Ann Arbor (Informed Comment) – President Biden is hosting a 3-day summit with leaders of 49 African countries plus the head of the African Union Commission, and Wednesday was the second day of meetings. The African continent is just enormous. European and North American mapmakers typically use a projection that enlarges the northern hemisphere (giving us a gargantuan Greenland that looks far bigger than it is) and shrinks the southern hemisphere. But you could tuck the entire United States into one corner of Africa.
The leaders of four countries were snubbed because they have been suspended by the Africa Union for having governments that came to power through a coup, such as Burkina Faso and Mali.
Africa is populous, with 1.4 billion people, about four times bigger than the U.S. It may quadruple in population over the next century, as China, Japan, and Germany age. It is a young continent — 60% of the population is under 30. They are likely to be the dynamic part of the world in the coming decades, and yet American foreign policy and corporations have paid relatively little attention to the continent. As Joyce M. Davis points out at CNN, China’s trade with Africa comes to $254 bn. last year, while US-Africa trade was only $64 bn. The African market is valued at $3.4 trillion, so it is nothing to be ignored.
Biden touted billions in U.S. aid and investment for Africa in coming years.
Although the summit clearly is aiming to make America more competitive in African with China, President Biden did not bring up that dimension of the issue in his speeches.
ABC News: “‘US is all in on Africa’s future,’ Biden says”
Africa leaders don’t want just to be a market for U.S. goods, however, Reuters quotes Kenyan President William Ruto as saying, “Instead of exporting commodities, the U.S. should find an opportunity in investing.” He added, “They have the machinery, they have the know-how, so that they can produce for the African continent in Africa.”
Growing up, I remember the US having NATO summits with European allies, and summits with Latin America, but never with African nations. President Barack Obama held the first such summit in 2014, but then in 2017 somehow for some strange reason Africa fell off the map as far as the White House was concerned. What could it have been . . ? Hmm.

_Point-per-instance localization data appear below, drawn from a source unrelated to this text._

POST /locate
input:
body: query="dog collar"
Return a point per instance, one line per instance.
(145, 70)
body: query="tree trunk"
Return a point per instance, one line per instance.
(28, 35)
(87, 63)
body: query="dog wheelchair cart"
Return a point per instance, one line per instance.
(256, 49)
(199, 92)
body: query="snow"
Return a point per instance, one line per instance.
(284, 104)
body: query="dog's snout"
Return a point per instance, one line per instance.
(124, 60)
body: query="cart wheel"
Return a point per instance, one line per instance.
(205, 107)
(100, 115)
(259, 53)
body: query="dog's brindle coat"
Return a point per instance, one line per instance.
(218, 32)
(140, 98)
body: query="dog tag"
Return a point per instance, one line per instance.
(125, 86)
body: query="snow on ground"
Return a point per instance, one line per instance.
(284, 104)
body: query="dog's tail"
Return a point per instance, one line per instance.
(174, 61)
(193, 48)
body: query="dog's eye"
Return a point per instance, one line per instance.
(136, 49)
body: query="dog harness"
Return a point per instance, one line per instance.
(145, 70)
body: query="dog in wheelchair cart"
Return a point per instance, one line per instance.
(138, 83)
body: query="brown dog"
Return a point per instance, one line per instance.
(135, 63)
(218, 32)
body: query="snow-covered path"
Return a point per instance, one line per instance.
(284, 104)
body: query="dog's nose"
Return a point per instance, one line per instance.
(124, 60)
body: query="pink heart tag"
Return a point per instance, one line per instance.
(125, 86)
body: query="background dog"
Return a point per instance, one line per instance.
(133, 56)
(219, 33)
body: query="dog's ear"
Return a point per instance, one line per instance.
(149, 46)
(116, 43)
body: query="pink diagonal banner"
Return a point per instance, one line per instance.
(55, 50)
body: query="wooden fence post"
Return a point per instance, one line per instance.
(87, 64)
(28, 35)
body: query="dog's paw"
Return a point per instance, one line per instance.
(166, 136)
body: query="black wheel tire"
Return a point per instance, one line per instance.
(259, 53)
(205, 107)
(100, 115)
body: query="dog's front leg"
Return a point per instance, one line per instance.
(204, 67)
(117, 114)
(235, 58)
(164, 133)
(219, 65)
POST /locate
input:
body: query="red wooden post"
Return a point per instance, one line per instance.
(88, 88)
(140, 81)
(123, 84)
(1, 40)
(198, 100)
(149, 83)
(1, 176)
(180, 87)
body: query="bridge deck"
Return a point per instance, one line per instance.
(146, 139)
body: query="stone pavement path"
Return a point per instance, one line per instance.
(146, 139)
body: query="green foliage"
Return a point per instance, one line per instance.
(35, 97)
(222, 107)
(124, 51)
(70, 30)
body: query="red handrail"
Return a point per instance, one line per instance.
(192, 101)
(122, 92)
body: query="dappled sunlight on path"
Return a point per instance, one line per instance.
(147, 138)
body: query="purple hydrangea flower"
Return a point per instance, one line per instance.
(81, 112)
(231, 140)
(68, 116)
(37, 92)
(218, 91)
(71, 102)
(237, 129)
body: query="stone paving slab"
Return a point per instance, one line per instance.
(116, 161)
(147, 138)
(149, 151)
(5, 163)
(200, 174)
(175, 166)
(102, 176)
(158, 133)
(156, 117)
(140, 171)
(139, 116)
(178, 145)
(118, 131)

The African Union has designated the African diaspora as its sixth region, and on Day 1 the Biden administration had a session, Africa and Diaspora Young Leaders’ Forum, which took online questions, according to Robert Scott, of the State Department Bureau of African Affairs. The Forum was addressed by Vice President Kamala Harris, who is of African heritage on her father’s side.
The second day of the conference was dedicated to strengthening trade and business relations between the U.s. and Africa. The State Department said, “The second day focused on increasing two-way trade and investment at the U.S.-Africa Business Forum (USABF). CEOs and private sector leadership from over 300 American and African companies convened with the Heads of Delegation to catalyze investment in critical sectors, including health, infrastructure, energy, agribusiness, and digital.”
Day 1 had covered cooperation on health, climate change and a just energy transition, creative industries, and security, among other topics.
Since the Biden administration included Arabic-speaking North Africa in the summit, I was interested to see what, e.g., the Egyptian press was saying.
Adham Mohmed at Tabi` Misr quoted Africa expert Ramy Zuhdi to the effect that Africa has now emerged as a central issue in global diplomacy, and its leaders enter this summit in a more powerful position than ever before. He also underlined that Africa wants things from the U.S., especially help in confronting the effects of climate change and of the Ukraine War, which has caused high energy and food prices.
The same reporter at the same newspaper also covered some details of what Biden is offering Africa.
These include $370 million for new projects, of which $100 million would be dedicated to agricultural projects.
Another $350 million will go, Mohmed said, to developing Africa’s digital economy. And a billion dollars, he said, would be made available for improving cyber-security.